張斌輕笑一聲,拍了拍張揚的肩膀,道:“好好想想吧,你小子,這半年來你換了多少行當,多少次是被人攆走的,說實話,要不是你有這麼好的底子,你認為就你這打不能打的身體素質,能在這麗都會所裏混個保安?”
“斌哥,你別坑我了,俺娘說了,我二十三歲有一劫,說是找咱們鎮裏的張大仙算過命,張大仙有多神你又不是不知道,他說我二十三歲前都不能近女色,不然我肯定逃不過這一劫!”
張揚緩緩的抬起頭來,一張足以讓任何自認為自己很大男子氣概的男人,都妒忌的俊逸臉蛋,陽剛氣十足,沒有分毫娘娘腔的味道。
精致到連女人都忍不住驚歎的五官,一米八三的身高,還算不錯的體質,雖說有點清瘦,但整個人站起來就是個衣架子,哪怕身上披著的隻是單純的保安製服,但也足以讓人眼前一亮。
當然,張斌剛剛說的也沒錯,這家夥的確有當小白臉的潛質,整個人的肌膚,白皙的好似個漂亮娘們一樣,除了皮膚白點之外,其他的,真的根娘們,都沾不上邊。
“不是,我說你小子,這都什麼年代了,你咋就那麼迷信呢,這不馬上過節了,過節了之後你不就二十三了麼,我還真不不信了,你會有什麼狗屁的一劫!”

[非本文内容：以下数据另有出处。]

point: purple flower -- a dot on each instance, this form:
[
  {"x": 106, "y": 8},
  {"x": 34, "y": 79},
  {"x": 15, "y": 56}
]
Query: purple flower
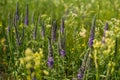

張斌說是這麼說,但印象裏對張大仙那個仙風道骨的老人,還是打心眼裏畏懼的,當年似乎就是因為他在老家惹了不能惹的人,張大仙就根他說了一句話,這家夥才不遠千裏來了上京,誰知道這才兩年多,就混上了保安隊長的位置。
關鍵是這裏是麗都娛樂會所,他這個保安隊長可是拿年薪的,五十萬起步啊,這可是在老家幹一輩子都可能賺不到的錢啊。
對張大仙,他可是服的,就因為當年張大仙說他隻要去上京,不僅可以避難,更能遇到貴人,這不,一切都靈驗了。
可是,一想到禦姐老總之前跟他交代的事,他也不得不多開導開導自己這小老鄉啊,這小家夥從來到麗都會所裏,可是被無數如狼似虎的女人,盯上了,隻是這家夥太倔了,根本就不從啊。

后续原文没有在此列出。